The radix sort is essentially a special case of a bucket sort.  If we
have 16 threads, say, we could determine a datum's bucket by its lower 4
bits.  As long as our data is uniformly distributed under the mod 16
operation, we would not need to do any sampling.

The CUDPP GPU library uses a radix sort.  The buckets are formed one bit
at a time, using segmented scan as above.

\section{Enumeration Sort}

This one is really simple.  Take for instance the array (12,5,13,18,6).
There are 2 elements less than 12, so in the end, it should go in
position 2 of the sorted array, (5,6,12,13,18).

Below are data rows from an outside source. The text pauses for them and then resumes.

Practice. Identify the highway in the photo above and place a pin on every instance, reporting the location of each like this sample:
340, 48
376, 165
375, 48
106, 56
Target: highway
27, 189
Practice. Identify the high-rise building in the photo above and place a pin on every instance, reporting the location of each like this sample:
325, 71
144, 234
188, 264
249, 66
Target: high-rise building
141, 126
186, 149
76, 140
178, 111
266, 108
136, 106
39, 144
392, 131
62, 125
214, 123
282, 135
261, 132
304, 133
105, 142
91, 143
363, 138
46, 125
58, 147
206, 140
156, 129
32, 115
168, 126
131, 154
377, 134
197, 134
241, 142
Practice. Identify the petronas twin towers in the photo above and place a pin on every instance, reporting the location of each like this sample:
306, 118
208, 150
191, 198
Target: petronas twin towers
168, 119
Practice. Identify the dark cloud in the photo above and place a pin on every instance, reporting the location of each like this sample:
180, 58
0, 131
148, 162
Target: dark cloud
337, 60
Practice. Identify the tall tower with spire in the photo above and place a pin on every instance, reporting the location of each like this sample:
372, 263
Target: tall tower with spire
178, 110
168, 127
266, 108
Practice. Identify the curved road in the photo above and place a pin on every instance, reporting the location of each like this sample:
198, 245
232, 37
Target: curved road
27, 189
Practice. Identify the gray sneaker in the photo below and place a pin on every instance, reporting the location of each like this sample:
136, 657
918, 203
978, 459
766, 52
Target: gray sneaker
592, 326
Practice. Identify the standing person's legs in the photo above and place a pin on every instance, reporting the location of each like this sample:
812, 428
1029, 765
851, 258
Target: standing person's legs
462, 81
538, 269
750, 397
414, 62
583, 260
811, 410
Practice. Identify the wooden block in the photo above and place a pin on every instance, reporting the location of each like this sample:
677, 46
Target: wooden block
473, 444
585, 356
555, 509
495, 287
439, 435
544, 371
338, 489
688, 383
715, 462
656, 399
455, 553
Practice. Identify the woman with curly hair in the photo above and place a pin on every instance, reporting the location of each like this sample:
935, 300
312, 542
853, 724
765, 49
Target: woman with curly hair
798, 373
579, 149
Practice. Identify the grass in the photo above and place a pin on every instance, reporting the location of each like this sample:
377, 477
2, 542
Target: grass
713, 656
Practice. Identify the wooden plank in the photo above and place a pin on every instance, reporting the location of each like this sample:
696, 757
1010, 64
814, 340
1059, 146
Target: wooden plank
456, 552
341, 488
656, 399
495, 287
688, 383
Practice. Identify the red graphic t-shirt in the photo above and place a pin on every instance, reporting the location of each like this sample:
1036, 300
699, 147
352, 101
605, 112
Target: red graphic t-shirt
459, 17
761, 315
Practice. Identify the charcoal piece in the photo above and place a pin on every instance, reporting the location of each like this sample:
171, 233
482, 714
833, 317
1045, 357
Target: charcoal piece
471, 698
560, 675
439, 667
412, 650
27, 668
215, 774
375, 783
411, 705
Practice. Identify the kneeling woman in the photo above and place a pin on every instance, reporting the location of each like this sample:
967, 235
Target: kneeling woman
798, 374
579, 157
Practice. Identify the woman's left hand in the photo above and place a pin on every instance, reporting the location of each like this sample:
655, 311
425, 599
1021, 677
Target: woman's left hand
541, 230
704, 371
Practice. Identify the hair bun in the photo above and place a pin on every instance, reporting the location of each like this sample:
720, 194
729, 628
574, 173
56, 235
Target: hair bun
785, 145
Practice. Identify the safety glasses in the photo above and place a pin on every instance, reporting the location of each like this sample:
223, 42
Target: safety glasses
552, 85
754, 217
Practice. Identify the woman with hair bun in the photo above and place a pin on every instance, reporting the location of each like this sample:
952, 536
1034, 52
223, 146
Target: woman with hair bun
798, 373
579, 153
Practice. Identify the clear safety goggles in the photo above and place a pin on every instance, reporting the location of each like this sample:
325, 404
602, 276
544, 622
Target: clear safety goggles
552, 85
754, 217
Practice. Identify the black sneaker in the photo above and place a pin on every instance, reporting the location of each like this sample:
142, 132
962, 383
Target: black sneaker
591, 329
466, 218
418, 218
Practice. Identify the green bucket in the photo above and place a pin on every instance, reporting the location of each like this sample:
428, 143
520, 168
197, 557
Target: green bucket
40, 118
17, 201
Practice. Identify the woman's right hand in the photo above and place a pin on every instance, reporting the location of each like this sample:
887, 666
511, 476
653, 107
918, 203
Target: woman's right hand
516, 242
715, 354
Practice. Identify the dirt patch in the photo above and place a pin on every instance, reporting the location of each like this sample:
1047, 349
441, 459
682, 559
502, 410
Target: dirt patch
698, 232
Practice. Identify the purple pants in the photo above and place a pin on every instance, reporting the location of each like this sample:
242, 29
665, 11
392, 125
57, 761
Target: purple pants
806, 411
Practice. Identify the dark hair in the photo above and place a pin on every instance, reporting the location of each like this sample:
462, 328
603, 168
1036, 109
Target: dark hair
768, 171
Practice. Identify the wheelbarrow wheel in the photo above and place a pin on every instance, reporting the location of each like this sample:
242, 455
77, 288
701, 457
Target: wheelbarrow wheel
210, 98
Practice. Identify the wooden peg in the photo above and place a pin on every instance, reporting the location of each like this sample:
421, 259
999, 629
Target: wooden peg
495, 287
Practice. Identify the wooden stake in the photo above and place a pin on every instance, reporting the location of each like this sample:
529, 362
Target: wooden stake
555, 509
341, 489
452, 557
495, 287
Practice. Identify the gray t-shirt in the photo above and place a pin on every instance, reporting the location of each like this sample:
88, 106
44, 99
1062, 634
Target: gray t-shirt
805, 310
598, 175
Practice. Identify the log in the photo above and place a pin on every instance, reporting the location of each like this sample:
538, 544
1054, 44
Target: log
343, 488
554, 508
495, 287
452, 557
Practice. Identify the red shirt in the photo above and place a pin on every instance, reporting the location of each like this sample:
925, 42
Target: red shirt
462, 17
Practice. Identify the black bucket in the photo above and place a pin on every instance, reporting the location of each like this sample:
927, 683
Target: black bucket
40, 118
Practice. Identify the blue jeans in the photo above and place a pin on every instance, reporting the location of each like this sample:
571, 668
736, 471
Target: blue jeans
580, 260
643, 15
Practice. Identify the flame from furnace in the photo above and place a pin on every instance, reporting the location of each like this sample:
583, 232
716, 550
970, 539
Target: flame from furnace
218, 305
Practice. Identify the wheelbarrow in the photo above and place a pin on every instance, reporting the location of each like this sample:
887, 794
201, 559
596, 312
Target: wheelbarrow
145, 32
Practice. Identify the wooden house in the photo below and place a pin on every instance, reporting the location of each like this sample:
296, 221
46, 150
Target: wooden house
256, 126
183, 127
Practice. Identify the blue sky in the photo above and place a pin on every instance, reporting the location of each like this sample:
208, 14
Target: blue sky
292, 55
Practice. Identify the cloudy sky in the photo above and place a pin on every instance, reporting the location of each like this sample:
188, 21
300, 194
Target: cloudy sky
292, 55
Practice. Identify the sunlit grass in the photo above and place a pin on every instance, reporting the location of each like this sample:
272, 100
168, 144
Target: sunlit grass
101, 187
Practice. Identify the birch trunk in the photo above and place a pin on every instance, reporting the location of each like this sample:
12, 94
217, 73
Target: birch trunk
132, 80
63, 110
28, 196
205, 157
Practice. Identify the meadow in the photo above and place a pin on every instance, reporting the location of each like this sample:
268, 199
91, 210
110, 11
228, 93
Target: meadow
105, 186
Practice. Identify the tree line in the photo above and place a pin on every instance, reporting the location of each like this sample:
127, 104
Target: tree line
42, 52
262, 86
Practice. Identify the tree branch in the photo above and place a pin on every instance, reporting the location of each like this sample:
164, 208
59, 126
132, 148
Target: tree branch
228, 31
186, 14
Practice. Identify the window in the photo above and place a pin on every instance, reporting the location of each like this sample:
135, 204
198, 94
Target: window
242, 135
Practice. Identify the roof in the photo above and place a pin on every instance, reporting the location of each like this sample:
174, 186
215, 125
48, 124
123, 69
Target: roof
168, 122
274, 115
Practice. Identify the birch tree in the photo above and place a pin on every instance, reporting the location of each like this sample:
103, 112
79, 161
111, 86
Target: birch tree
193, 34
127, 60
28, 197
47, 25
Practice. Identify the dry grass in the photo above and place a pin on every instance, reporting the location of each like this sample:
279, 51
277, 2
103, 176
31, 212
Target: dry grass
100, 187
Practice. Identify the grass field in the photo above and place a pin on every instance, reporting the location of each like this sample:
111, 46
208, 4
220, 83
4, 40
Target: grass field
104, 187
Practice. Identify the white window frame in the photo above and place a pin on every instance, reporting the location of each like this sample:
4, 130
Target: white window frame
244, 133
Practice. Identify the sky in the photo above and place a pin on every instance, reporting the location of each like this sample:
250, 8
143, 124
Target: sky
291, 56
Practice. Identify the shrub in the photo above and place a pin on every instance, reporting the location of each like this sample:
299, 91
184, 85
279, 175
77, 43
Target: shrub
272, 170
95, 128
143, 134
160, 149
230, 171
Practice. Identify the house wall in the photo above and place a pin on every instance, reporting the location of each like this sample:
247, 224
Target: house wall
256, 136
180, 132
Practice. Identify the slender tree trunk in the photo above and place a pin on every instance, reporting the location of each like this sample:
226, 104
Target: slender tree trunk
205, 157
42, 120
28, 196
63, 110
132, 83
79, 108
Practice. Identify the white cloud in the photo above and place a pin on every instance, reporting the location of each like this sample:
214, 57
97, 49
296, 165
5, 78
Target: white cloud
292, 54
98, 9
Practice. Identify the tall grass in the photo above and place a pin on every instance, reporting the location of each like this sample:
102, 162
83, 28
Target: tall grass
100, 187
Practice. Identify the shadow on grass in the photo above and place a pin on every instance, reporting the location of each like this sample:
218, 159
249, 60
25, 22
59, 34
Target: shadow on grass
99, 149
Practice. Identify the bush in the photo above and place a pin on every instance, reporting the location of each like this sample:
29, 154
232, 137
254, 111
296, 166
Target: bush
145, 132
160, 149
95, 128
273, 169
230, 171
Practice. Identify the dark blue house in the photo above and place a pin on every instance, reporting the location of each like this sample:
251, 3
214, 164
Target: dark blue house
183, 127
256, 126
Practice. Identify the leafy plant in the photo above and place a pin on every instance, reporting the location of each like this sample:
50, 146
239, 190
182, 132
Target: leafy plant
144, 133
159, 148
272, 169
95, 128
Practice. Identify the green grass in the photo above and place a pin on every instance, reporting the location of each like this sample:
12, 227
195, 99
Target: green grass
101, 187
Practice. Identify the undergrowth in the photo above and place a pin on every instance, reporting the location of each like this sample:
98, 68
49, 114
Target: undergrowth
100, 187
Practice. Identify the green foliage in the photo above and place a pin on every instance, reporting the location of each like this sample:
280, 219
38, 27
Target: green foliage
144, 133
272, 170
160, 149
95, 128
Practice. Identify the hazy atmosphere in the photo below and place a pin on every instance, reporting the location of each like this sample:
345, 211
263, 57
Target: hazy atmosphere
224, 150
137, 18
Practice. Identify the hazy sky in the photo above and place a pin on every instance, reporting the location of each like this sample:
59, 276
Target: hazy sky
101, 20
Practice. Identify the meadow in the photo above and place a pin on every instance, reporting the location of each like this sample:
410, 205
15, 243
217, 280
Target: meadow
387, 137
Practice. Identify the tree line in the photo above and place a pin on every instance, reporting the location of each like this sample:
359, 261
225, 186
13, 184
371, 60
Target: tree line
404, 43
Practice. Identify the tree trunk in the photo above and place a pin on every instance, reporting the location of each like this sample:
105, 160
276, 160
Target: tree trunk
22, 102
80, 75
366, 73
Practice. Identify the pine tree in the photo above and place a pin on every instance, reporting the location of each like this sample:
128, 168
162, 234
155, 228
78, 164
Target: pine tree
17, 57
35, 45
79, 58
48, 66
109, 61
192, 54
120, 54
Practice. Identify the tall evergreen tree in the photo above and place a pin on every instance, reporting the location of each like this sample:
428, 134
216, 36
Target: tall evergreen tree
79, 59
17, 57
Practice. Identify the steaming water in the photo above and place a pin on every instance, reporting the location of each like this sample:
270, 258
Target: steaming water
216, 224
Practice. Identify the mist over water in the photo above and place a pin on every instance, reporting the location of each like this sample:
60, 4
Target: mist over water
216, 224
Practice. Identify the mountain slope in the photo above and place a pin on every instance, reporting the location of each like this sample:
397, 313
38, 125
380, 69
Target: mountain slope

Say we wish to sort {\bf x}, which for convenience we assume contains no
tied values.  Then the pseudocode for this algorithm, placing the
results in {\bf y}, is

\begin{Verbatim}[fontsize=\relsize{-2}]
for all i in 0...n-1:
   count = 0
   elt = x[i]
   for all j in 0...n-1:
      if x[j] < elt then count++
   y[count] = elt
\end{Verbatim}

The outer (or inner) loop is easily parallelized.